In short, what’s causing the continuing stagnation of the U.S. economy?
Former Sen. Phil Gramm observed in the Wall Street Journal the other day that we’ve had recessions before. But at this point in the cycle we should be roaring back. Had we followed the pattern of the previous 10 recessions, almost 12 million more people would be employed right now, producing additional goods and services worth more than $8,000 for every household in America.
So what gives?
Job Creators Alliance (JCA) is an alliance of business leaders who are focused on this very issue. These are employers who are in the trenches, facing the economy’s woes day in and day out. Two of them told Fox Morning News last week that the reasons for slow job growth boil down to basic common sense. (Fair disclosure: my wife Jeanette is the director of the organization.)
Think of it this way. When an employer hires a full-time worker, the employer thinks of the relationship as long term. During an initial training and learning period, the employer probably pays out more in wages and benefits than the company gets back in production. But over a longer period, the hope is to turn that around and make a profit.
When employers hire new employees, then, they are making a gamble. They are betting that over time, the economics of the relationship will pan out.
The problem in the current economy is that hiring new workers and committing to new production has become extremely risky. As the JCA folks explain, an employer who hires workers today has no idea what the company’s future labor costs will be. Or its building and facility costs. Or its cost of capital. Or its taxes.
What’s causing all this uncertainty? You guessed it. Nobody knows what is going to happen in Washington, D.C.
Take the cost of labor. The Affordable Care Act (what some people call ObamaCare) is designed to force employers to provide full-time employees with comprehensive health insurance in less than three years. While the goal may be admirable, the consequences are not. Although no one knows how much this extra burden will cost, estimates are that the required family coverage will reach $15,000 a year or more — the equivalent of an additional $6 an hour minimum wage.
Employers could decide to drop their health insurance altogether; and if they do so they must pay a fine of $2,000 per employee per year. Yet if a lot of employers do this (and apparently a lot of them are thinking about it), don’t you think the federal government will respond by making the fine a lot higher?
Then there is the National Labor Relations Board (NLRB). After the aircraft maker Boeing spent $1 billion building a new plant and hiring 1,000 workers in South Carolina, the agency brought a halt to the whole thing, calling it an unfair labor practice. Boeing’s sin? South Carolina is a right-to-work state. The company should have built the plant in Seattle, where it would be required to use union labor.

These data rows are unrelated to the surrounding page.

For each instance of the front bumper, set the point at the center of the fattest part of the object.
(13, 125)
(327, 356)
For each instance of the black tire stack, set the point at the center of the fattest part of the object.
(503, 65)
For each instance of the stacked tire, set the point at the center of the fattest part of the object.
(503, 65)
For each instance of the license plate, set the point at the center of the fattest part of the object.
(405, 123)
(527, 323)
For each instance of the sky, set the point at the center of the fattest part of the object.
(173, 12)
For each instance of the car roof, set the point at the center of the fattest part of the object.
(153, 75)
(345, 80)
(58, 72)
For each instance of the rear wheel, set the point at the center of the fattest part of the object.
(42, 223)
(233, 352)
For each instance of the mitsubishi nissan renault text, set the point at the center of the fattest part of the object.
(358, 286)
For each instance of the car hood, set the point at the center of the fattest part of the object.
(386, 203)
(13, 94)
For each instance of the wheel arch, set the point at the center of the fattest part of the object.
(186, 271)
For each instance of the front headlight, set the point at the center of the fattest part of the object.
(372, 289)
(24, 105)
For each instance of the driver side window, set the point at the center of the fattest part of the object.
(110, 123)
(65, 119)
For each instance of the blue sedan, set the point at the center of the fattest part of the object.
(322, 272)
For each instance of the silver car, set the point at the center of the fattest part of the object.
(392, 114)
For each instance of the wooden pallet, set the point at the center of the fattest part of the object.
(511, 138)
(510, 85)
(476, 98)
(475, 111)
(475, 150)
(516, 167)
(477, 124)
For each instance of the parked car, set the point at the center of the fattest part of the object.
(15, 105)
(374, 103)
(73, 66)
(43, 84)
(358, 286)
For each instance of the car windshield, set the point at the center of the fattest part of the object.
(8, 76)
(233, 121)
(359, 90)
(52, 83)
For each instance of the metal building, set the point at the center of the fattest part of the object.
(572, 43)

There is more bad news. The NLRB is considering rule changes that would make it much easier to unionize workers. Would you like to see employers across the country facing the same kind of turmoil state governments are now facing in dealing with public sector unions? Most employers don’t relish that idea either.
Under the Obama presidency, the NLRB has made a radical change of direction. Some would say it is much more pro-labor, but this is a misnomer. What the agency is dedicated to is not labor, but making labor more costly.
As for capital investments such as new buildings and new equipment, here again there is considerable regulatory uncertainty. It should come as no surprise that the Obama administration is overly friendly to environmental groups who see carbon dioxide emissions as pollution. Yet every act of production emits carbon dioxide. You even emit it when you exhale.
As for the cost of financial capital, what is going to happen is anybody’s guess. When the Bush tax cuts finally do expire, the tax on capital gains will increase by a third and the tax on dividends will more than double. The administration has made no secret that it would like to accelerate these tax increases and make them even higher.
Bottom line: even if there were no Republican opposition in Washington, we would be in trouble. The Obama administration is profoundly anti-labor. It thinks it is pro-labor, of course. But that is because it is so naïve about economics that it doesn’t understand that when you make hiring more costly there will be less hiring.
But there are Republicans in Washington, and (ironically) their presence in some ways adds to uncertainty. While the two parties are battling, who knows what the outcome will be? No one can.So the best strategy from a business perspective is to sit on cash, delay the employment of labor and capital and wait to see what happens next.